Scritta da un fiore ( Per C.)

     Era la tua finestra nello specchio

ove il cielo in fumo s’allenta,

tu collina deserta a te rivolta

     nell’iride antica del tuo sguardo.

                Stava un’alba confusa e presso il fiume

anche tu canna nel canneto,

       parola odorosa scritta da un fiore

nell’aria degli ulivi ti risento.

(1940)

In De Libero, c’è un parziale svelare dell’amore, il più delle volte ambiguo ed efebico, mentre la passione è sempre placata nella contemplazione.  A dare una definizione articolata è Paolo Ruffilli “nel senso, ciò che di vago e indefinito avvolgeva figure e situazioni si è precisato nei contorni, staccandosi da fondali e pareti”.

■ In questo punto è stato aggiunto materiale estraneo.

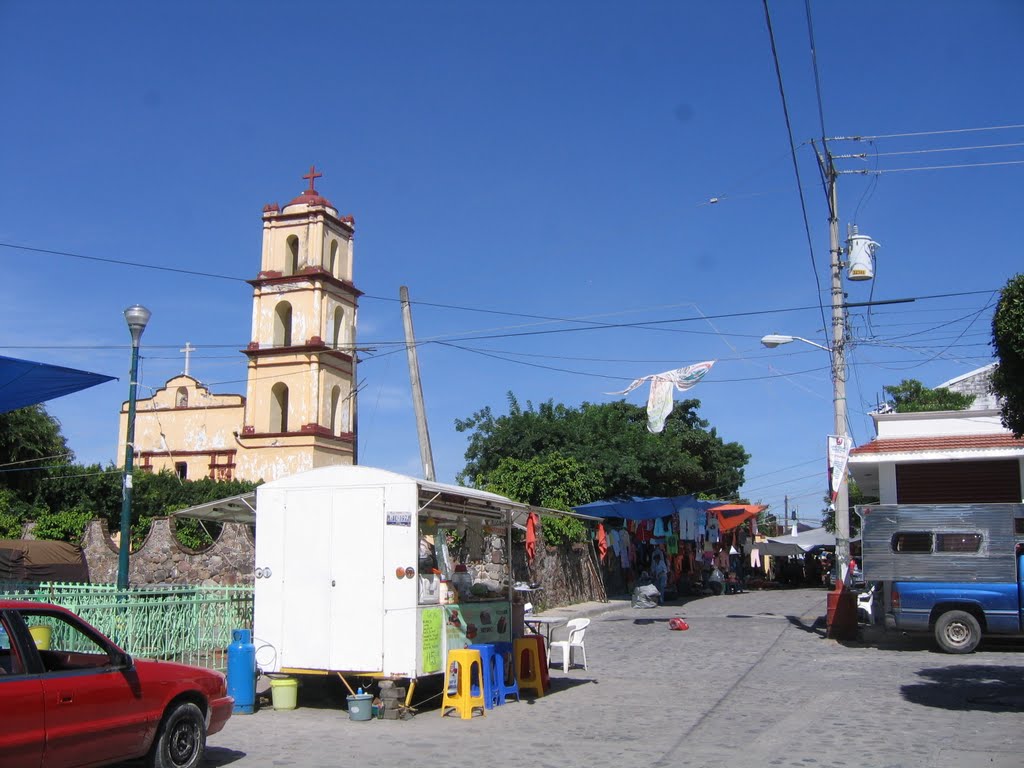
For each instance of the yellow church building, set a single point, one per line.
(299, 409)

La poesia di Libero De Libero negli anni di Museo si anima di una cupa luminosità interiore. Per De Libero, il poeta “si riconosce dal broncio […] e continua a scrivere i silenzi della propria solitudine.” Il linguaggio involuto e qualche volta criptico, la felicità che si muta in pena e il tempo che frana, sono la chiave di lettura di questa inedita produzione poetica. A ragione di quanto scrive Giorgio Caproni: “La poesia di De Libero mostra d’essere giunta alla compiuta maturità, al punto giusto per essere spiccata dal ramo e offerta al giudizio definitivo della critica e della storia di questi anni. E s’intenda, per maturità, il superamento ormai perfetto d’ogni esperienza letteraria, e quindi il raggiungimento d’un’autonomia e disinvoltura di voce così definite, da rendere per l’avvenire improbabile, se non addirittura impossibile, qualunque sorpresa”. Certo è che il tono di uno stile aspro e la veemenza di metafore, fanno di De Libero, da questo momento in poi, un poeta fedele alla sua poetica, occupando, senza “sorpresa”, un posto ben distinto e determinato nel nostro panorama letterario. A più di trent’anni dalla scomparsa di Libero De Libero lo studio (e la pubblicazione) di quest’opera rimasta finora inedita, vuol essere soprattutto una sorta di “risarcimento” nei confronti di un poeta dimenticato troppo in fretta da editori e critici.